中央研究院 Logo

Glycosylation is one of the most complex and functionally diverse biomolecular modifications, shaping protein folding, trafficking, and cell communication. Using our newly developed LODES/MSⁿ method, we established a systematic workflow for de novo glycan sequencing and uncovered several uncommon N-glycan structures in human cells that are not explained by canonical multicellular biosynthetic pathways. This advance expands the structural space of known glycans and allows precise decoding beyond traditional biosynthetic assumptions. In my postdoctoral research, I applied this approach to investigate how the loss of the AAA+ ATPase p97 affects glycoprotein processing in HeLa cells.
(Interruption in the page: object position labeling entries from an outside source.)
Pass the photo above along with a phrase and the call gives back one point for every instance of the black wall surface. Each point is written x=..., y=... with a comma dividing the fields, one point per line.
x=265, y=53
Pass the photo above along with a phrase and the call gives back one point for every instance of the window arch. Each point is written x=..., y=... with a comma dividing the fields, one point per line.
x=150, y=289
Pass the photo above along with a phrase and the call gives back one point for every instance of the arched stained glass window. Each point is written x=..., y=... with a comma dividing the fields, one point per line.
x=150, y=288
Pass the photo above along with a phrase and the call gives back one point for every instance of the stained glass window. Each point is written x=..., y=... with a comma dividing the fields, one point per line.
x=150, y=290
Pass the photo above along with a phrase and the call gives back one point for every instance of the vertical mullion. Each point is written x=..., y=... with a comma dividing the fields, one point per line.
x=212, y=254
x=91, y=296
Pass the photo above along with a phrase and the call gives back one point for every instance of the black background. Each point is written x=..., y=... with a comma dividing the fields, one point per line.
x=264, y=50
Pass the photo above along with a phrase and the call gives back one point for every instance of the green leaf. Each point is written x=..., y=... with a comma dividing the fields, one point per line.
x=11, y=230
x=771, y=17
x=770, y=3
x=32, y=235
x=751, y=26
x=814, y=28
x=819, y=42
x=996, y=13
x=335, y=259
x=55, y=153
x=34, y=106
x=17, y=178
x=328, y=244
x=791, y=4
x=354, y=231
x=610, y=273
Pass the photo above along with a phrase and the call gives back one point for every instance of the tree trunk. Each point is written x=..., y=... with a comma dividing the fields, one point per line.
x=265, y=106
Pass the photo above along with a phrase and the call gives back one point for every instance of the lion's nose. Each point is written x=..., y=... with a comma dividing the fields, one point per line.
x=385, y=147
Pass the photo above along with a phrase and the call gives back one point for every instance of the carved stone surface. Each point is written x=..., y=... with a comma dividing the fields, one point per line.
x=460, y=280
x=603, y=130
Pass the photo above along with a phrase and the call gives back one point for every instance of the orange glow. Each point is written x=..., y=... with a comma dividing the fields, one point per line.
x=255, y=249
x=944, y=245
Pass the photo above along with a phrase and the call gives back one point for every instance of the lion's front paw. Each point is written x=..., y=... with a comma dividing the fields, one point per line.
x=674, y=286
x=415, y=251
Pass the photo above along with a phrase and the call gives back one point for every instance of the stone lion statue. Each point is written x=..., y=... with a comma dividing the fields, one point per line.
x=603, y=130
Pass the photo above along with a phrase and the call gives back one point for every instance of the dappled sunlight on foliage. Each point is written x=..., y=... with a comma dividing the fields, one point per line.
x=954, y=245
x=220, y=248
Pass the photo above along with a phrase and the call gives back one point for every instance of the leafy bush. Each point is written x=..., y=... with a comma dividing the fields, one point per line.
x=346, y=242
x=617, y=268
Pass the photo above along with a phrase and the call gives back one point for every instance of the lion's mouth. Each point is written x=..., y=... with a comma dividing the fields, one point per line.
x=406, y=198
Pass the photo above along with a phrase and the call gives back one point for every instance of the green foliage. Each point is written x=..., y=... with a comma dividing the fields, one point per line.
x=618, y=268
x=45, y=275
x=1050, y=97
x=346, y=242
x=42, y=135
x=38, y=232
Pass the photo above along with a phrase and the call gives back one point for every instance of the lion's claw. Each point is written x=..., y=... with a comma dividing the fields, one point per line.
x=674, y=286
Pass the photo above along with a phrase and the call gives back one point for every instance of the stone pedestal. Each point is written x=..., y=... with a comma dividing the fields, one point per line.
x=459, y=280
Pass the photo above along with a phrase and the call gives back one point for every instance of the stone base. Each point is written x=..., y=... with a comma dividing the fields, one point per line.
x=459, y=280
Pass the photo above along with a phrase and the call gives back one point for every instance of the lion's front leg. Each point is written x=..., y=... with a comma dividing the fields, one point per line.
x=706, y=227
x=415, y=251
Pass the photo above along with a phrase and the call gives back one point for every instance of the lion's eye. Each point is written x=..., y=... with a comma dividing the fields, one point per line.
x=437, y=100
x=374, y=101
Integrating proteomic and glycomic data revealed global remodeling of high-mannose and hybrid/complex N-glycans, coupled with altered expression of key glycosyltransferases and ER-associated degradation factors, highlighting the intimate link between proteostasis and glycosylation quality control. Building upon this foundation, my future work aims to extend LODES/MSⁿ-based structural analysis toward understanding GlycoRNA, RNA molecules covalently modified with glycans, and to explore how glycan modifications on RNA may contribute to molecular communication and regulation. Together, these studies aim to uncover new layers of glycobiological complexity at the interface of proteins and RNA.